Schwäbische Zeitung (Friedrichshafen)
Die Ruhe vor dem Sturm
Die Große Koalition hat sich entschieden. Zermürbt und demütig gestehen Union und SPD Verluste ein, und betonen, dass es auf keinen Fall weiter so gehen kann. Aber erst einmal soll es dann doch genau so weitergehen – zumindest bis zur Hessen-Wahl. Denn die Großkoalitionäre in Berlin wollen sich nicht schon wieder die Schuld geben müssen an der nächsten Landtagswahl-Schlappe. Es ist also die Ruhe vor dem Sturm, der nach der Hessen-Wahl aufbrausen wird.
In der Union schwelt die Frage, wann und wie sie ihre Kanzlerin ablösen will und kann, für die SPD aber stellt sich die Existenzfrage: Wie lange soll man die Große Koalition noch ertragen? Aber auch die Überlegung: Was könnte man sich derzeit schon von Neuwahlen versprechen?
Die SPD-Parteispitze hat den Kurs gewählt, weiter in der Großen Koalition zu bleiben und gleichzeitig ihr Profil zu schärfen. Genau das aber ist bislang nicht gelungen. „Raus aus der Groko“, diese Diskussion wird deshalb Fahrt aufnehmen. Aber auch die Frage nach Parteichefin Andrea Nahles. Ihr zollen zwar fast alle Genossen für ihren Einsatz Respekt, aber sie wissen auch allzu gut, dass Nahles bei den Wählern schlecht ankommt. Anders als Vizekanzler Olaf Scholz, der in der Bevölkerung besser punktet, für den in der Partei aber kaum jemand ein gutes Wort findet.
Über allem steht die Frage, ob man nicht generell gerade ein Dahinschmelzen der Volksparteien erlebt. Ob sie ihre Funktion als große gesellschaftliche Klammer vieler Interessen in einer zunehmend individualisierten Gesellschaft nicht einfach verloren haben.
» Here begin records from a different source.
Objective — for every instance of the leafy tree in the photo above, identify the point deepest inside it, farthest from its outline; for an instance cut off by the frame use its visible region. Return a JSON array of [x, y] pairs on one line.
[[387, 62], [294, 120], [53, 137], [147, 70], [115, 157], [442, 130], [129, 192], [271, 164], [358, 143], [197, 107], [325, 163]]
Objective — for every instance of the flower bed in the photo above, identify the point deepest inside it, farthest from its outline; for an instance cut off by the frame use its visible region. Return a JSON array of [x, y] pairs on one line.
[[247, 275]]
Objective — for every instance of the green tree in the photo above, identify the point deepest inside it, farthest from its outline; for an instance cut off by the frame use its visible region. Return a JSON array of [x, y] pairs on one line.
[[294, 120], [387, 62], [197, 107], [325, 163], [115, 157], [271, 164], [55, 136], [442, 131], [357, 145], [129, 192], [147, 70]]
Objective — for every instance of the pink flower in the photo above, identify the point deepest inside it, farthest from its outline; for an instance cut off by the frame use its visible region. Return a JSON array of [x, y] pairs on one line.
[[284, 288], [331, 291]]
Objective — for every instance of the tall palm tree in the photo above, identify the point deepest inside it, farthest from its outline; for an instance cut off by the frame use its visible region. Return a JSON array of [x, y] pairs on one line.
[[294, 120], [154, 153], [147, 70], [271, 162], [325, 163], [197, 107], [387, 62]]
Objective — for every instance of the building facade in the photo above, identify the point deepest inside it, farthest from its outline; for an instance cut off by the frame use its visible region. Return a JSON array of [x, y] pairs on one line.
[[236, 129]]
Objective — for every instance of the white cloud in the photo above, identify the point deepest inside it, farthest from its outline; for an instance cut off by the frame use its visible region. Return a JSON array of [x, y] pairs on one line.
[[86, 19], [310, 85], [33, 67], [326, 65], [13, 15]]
Fest steht: Ein „Weiter so“kann es weder für die SPD noch für die Union geben. Neues Personal, klare Inhalte, vor allem aber das Durchsetzen von Politik sind gefragt. Fünf Jahre angeblich baldige Einführung der Maut oder ein Jahr Beteuerungen wie im Dieselskandal, dass die Verbraucher nicht im Regen stehen dürfen (übrigens beides CSU-Themen), sind fatal. Nötig ist transparente Politik: Wann kommt was, und wie viel kostet es oder bringt es dem Wähler?